When winter arrives in earnest, Calgarians’ collective imagination turns to roads and snowplows, and freezes there until the next chinook thaw.
The snowy season’s fine so long as we’re not inconvenienced. But when winter gets in the way — with, say, the once-in-a-lifetime snow dump of this month — we struggle to accept the weather, and frantically assign blame.
We blame the city, for not clearing snow fast enough, or blame other motorists for driving terribly (unlike our masterful and disciplined selves!).
It’s easy to forget that traversing across a city at speed, cocooned in warmth, is a relatively new phenomenon — and a pretty miraculous one, all things considered. So what can we learn from Edmonton, a city colder and wintrier than ours?
While Calgary tries its hardest to plow winter away, Edmonton is intentionally letting it in.
In 2012, Edmonton’s city council approved a winter city strategy developed by Edmontonians. It’s not just about snowplows or winter tires, the two items that seem to dominate Calgary conversations on urban life in winter.
Instead, the Edmonton strategy aims to make it easier and more enjoyable for people to be outside: “Snow is not our enemy…. Viewing the season as a time to shut things down and stay inside squanders huge potential.”
The strategy envisions Edmonton as a “world- renowned northern city.” It incorporates ideas from northern cities such as Copenhagen, Denmark, but is also distinctly Edmontonian, taking local geography and culture into account.
It challenges myths about winter: we must hide from the elements; outdoor facilities have to close for the season; recess at schools should be indoors; commute only by car until the snow is gone.
“Making the most of the winter season requires thinking differently,” states the strategy.
What does it suggest instead?
Public places designed to take advantage of the sun and block the wind. Improved winter commuting options for pedestrians, cyclists and transit users. Warming huts in the river valley. A year-round patio culture. A thriving winter festival scene.
By intentionally working with the climate instead of treating it as a negative force, Edmonton is seeking to unlock an “untapped resource.”
It will take a culture shift, but the city has already started down the path.
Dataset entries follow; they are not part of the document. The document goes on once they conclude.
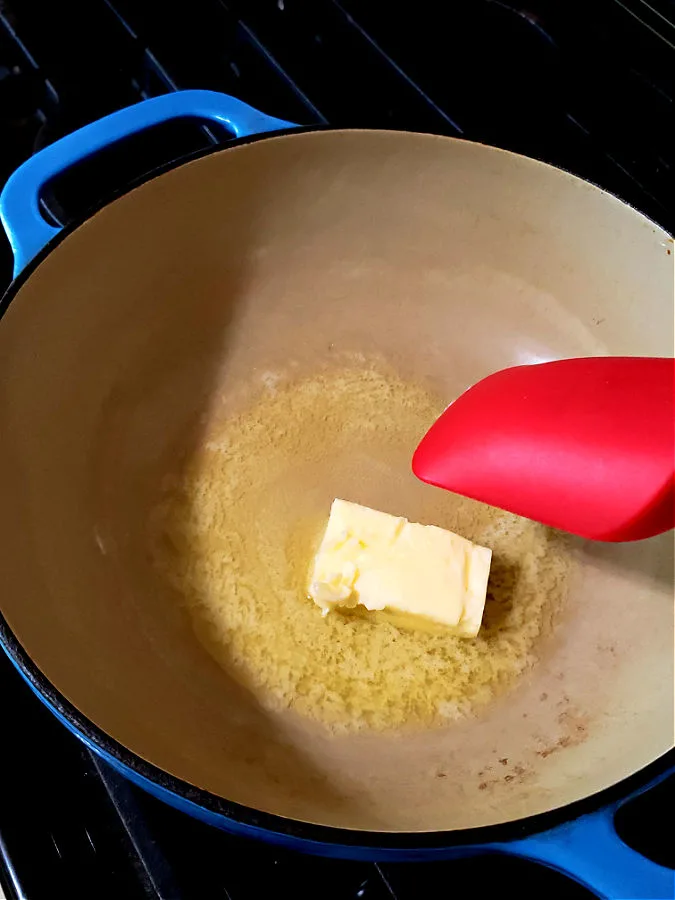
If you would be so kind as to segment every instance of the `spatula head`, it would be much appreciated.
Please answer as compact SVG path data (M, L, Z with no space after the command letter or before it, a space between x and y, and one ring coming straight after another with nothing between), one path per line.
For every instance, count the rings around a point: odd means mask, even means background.
M675 523L675 361L568 359L469 388L413 457L418 478L582 537Z

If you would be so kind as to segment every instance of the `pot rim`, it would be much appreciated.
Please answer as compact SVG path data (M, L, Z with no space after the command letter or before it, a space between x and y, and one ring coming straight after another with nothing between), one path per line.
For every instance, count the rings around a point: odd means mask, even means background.
M40 263L55 247L58 246L58 244L61 243L61 241L65 240L70 234L76 231L80 225L104 207L146 182L186 163L196 161L215 153L225 152L233 147L254 143L259 140L309 132L345 130L356 131L361 129L338 129L331 126L317 125L294 127L272 133L250 135L248 137L233 139L228 141L225 145L214 145L186 156L179 157L178 159L158 166L139 178L132 180L129 184L125 185L125 187L113 191L106 198L90 207L82 216L64 226L62 230L48 241L30 262L27 263L24 269L9 285L4 295L0 298L0 320L6 313L22 285L30 278ZM392 131L391 133L397 132ZM407 132L400 133L405 134ZM435 135L435 137L439 137L439 135ZM462 140L461 138L450 139ZM473 142L465 141L465 143ZM502 150L501 152L506 152L513 156L522 156L522 154L512 153L512 151L509 150ZM532 162L545 165L548 168L557 169L580 181L586 181L585 179L581 179L578 176L567 172L565 169L552 166L541 160L524 156L523 158L531 159ZM602 190L603 193L607 193L609 196L614 196L608 191L605 191L604 188L593 185L592 182L586 181L586 183ZM647 219L647 221L654 225L655 228L659 229L659 231L664 230L661 225L648 219L648 217L644 216L639 210L635 210L631 207L630 204L627 204L623 200L620 200L620 202L624 206L628 206L628 208L637 215ZM517 840L543 831L548 831L551 828L576 819L581 815L595 812L602 807L619 804L622 800L628 799L636 792L640 792L651 784L660 781L671 770L675 770L675 749L671 748L662 756L651 763L648 763L642 769L637 770L626 778L609 787L603 788L600 791L589 794L579 800L575 800L572 803L546 810L545 812L536 813L532 816L513 819L498 824L476 826L473 828L455 829L451 831L380 832L320 825L317 823L286 818L276 813L260 811L253 807L227 800L204 788L199 788L190 784L190 782L185 781L182 778L171 775L143 759L132 750L129 750L80 712L49 681L49 679L47 679L37 663L32 660L21 645L2 612L0 612L0 645L2 645L2 648L7 653L20 675L28 683L29 687L50 711L54 713L72 733L82 739L85 744L100 753L104 759L107 758L116 768L126 771L126 774L128 777L132 778L132 780L135 780L141 785L146 783L148 788L154 787L159 794L168 793L186 806L196 805L197 807L201 807L212 815L226 820L234 829L236 829L237 826L240 826L244 829L259 831L261 836L264 836L264 834L267 833L269 835L277 835L282 839L286 838L293 842L302 842L308 845L332 845L333 847L341 847L344 849L351 848L355 852L358 849L370 849L374 852L400 851L404 853L406 851L419 852L424 850L442 850L470 845L483 846L498 842Z

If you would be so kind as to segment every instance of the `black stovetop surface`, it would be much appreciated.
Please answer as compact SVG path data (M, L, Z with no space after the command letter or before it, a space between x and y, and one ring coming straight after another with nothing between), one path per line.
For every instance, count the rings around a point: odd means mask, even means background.
M167 91L232 93L301 124L458 135L538 157L675 229L673 0L0 0L0 184L36 149ZM156 166L225 135L155 129L60 178L67 223ZM0 238L0 286L11 255ZM0 654L0 883L8 896L407 900L590 896L491 857L368 864L231 837L125 782L62 728ZM670 779L622 834L673 865Z

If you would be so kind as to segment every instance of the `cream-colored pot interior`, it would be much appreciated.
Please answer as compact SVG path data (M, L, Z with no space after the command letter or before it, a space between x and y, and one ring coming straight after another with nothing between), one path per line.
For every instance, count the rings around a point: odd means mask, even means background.
M532 671L480 714L410 734L266 712L203 649L143 535L157 479L197 452L216 400L291 358L311 371L329 346L377 353L449 402L504 366L672 355L671 248L572 176L431 136L272 137L133 190L60 243L0 323L10 627L145 760L309 822L479 826L640 769L673 737L672 535L575 542Z

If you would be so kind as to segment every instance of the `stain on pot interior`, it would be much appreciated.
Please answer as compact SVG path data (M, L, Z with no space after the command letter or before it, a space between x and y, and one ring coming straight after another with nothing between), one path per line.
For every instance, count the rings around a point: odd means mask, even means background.
M562 553L569 566L554 627L534 615L541 638L526 649L535 665L446 725L336 733L297 708L265 705L269 691L250 673L232 677L204 649L180 592L153 564L148 520L167 473L194 483L200 465L214 465L208 443L252 408L250 386L260 392L265 373L299 384L384 360L404 386L394 400L411 385L432 398L413 416L421 435L439 406L495 369L668 355L671 269L652 226L612 198L539 163L442 138L271 138L148 182L60 243L2 320L9 626L103 731L254 810L424 832L532 815L615 783L672 743L672 542L572 541L568 550L550 536L552 558ZM345 364L346 351L360 361ZM267 379L266 390L277 396L284 385ZM406 428L394 454L405 477L413 423ZM346 499L396 512L412 493L403 476L387 483L376 462L358 462L352 483L364 493ZM341 483L348 473L345 464ZM345 493L330 487L298 542L311 544L328 501ZM416 491L411 504L429 505L413 518L452 526L457 514L457 531L474 527L449 495ZM282 491L274 502L290 499ZM269 504L266 521L279 522ZM504 551L494 575L508 593L531 571L506 536L495 535ZM537 546L545 584L548 537ZM515 649L513 598L509 608L493 595L486 615L485 639L505 641L504 658ZM558 721L564 696L587 733L541 757L574 735L573 719ZM499 783L480 790L497 772Z

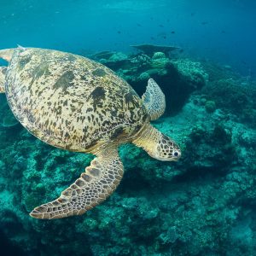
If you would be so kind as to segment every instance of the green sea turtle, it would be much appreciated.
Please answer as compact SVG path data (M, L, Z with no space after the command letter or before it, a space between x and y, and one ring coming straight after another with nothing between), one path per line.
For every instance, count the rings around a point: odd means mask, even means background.
M4 92L21 125L59 148L96 156L61 196L36 207L37 218L80 215L104 201L119 183L121 143L152 157L177 160L178 146L150 125L165 111L165 96L150 79L142 99L105 66L79 55L36 48L0 50Z

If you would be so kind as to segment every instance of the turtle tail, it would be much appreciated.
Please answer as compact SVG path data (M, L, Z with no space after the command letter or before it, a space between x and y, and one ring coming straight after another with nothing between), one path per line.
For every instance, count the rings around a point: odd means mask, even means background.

This is bold, creative thinking. Calgary’s winter discourse — in a nutshell, “get this inconvenient white stuff off the road” — is embarrassingly poor in comparison. Edmonton has its own struggles with snow removal, but the city has purposefully gone beyond that single aspect of winter life.
Perhaps Calgary should develop a winter city strategy of our own. Much of what Edmonton is considering would be easier to implement here, thanks to chinooks.
Our northern neighbour has the right idea. If you can’t beat winter, join it.